Saturday, March 13, 2010

Touch the future

I recently implemented concurrency constructs for Streme, and I decided to go with future/touch.

(future exp) allows the programmer to say to the evaluator: I will need the value of exp some time in the future. This means the evaluator has more freedom in choosing when to evaluate exp. Some possibilities:

  1. Evaluate exp directly: this gives the future construct the semantics of the identity function.
  2. Evaluate exp when its value is needed: the future becomes a delay.
  3. The evaluation can start between 1 and 2, and in the best-case scenario the value is available when needed.
Of course, 3 is by far the most interesting option because exp can be concurrently evaluated with the rest of the program, including the thread that constructed the future. There is one "small" detail of course that should be mentioned: choosing between 1, 2 and 3 potentially changes the semantics of a program. More on that later.

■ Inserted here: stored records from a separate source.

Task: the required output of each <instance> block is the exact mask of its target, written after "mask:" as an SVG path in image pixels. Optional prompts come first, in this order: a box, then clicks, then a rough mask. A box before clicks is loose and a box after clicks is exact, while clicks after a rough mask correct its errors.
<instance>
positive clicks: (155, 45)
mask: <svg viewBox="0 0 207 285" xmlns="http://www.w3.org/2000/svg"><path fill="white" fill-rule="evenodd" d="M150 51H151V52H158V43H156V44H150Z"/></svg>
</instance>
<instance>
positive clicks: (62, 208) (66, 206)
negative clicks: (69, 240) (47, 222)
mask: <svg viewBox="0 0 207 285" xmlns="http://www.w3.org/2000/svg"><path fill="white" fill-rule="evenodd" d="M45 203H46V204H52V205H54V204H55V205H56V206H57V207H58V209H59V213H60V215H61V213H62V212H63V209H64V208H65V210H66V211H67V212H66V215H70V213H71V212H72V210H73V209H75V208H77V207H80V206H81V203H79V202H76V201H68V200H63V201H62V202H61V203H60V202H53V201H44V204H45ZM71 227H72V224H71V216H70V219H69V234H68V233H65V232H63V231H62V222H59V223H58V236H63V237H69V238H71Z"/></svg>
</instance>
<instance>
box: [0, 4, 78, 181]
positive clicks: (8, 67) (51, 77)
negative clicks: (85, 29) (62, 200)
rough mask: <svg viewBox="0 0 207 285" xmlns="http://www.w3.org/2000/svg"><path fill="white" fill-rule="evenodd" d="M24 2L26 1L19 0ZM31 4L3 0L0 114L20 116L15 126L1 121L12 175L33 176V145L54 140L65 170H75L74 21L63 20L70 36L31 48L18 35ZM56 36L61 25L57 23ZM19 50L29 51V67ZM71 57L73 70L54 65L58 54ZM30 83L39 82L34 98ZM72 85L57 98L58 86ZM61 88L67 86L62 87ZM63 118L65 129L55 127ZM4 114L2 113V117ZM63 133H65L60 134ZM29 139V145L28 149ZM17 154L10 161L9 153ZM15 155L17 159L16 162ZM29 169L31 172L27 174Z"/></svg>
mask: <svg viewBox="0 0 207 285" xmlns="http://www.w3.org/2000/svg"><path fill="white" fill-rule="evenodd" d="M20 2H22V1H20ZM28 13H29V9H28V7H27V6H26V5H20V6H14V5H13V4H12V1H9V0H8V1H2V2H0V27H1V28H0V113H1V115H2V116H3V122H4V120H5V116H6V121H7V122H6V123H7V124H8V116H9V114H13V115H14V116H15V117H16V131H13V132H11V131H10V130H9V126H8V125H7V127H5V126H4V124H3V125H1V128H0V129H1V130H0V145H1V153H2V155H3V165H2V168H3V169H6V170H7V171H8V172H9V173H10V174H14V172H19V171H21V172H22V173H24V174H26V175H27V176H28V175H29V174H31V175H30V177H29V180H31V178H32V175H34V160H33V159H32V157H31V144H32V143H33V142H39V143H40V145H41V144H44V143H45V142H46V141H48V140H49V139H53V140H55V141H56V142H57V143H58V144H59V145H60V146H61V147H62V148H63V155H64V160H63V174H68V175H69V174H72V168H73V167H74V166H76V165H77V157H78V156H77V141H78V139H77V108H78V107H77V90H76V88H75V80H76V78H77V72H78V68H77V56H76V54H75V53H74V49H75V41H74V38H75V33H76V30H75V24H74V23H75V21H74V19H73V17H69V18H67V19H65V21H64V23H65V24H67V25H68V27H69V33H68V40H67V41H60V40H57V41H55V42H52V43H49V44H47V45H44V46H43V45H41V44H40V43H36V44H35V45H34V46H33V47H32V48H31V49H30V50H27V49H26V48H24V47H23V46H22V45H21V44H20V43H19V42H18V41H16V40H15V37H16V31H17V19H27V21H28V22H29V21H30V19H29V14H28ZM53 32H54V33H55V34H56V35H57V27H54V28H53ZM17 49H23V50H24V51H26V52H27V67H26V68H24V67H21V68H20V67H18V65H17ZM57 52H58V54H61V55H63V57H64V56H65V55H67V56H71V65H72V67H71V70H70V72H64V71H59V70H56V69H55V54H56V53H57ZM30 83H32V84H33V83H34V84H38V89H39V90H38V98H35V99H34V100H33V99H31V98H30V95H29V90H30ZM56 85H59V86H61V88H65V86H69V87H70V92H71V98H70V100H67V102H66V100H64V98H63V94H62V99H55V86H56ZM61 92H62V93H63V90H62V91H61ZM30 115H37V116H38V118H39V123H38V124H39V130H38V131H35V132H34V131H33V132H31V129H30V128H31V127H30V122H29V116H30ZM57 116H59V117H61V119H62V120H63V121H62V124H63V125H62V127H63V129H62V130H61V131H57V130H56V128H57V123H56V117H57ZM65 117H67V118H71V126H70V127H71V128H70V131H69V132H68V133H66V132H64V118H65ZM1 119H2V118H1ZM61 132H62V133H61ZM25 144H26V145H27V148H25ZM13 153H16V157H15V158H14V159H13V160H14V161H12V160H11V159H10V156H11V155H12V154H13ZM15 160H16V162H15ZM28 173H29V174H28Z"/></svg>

(future exp) creates a future value that can be resolved by its cousin procedure touch. touch always returns the value of exp, but it is possible it has to wait for it to become available, so it is a blocking operation.

Futures are first class values and can freely be passed around. So when is it necessary to use touch? At least before the value of exp is needed. And who has to perform the touch? Again some options:

  1. The programmer manually introduces touch where necessary.
  2. The evaluator, when needing a strict value, checks for futures and touches if necessary.
  3. The evaluator does value-flow analysis and introduces the necessary touch operations.
And again option 3 is the most attractive. Option 1 requires the programmer to keep track of where futures flow, which can increase the complexity of writing non-trivial programs. Option 2 incurs a performance penalty: if every time the evaluation of, say, (+ a b) actually becomes (let ((a-value (if (future? a) (touch a) a) (b-value (if (future? b) (touch b) b)) (+ a-value b-value)) at runtime, it is easy to see why this is so.

Options 2 and 3 makes the use of futures more transparent for the programmer, since he or she doesn't have to deal with touch explicitly. But wait... let's extend this principle. What if the evaluator can perform an analysis to decide where to introduce futures? That way, not only touch but also future becomes transparent, resulting in automatic parallelization.

The analysis needed for safe introduction of futures is dependency analysis. As said before, introducing futures can change the semantics of a program. The only way to make sure this doesn't happen is to check for interdependence between expressions. In short, if two expressions have no dependencies, evaluating them in parallel cannot change the meaning of a program.

So, to conclude, future and touch available at the source level in Streme only to manually test out concurrency in Streme. Ideally, in the near "future", the programmer should not worry about future/touch at all, since the evaluator will take care of it. Hopefully.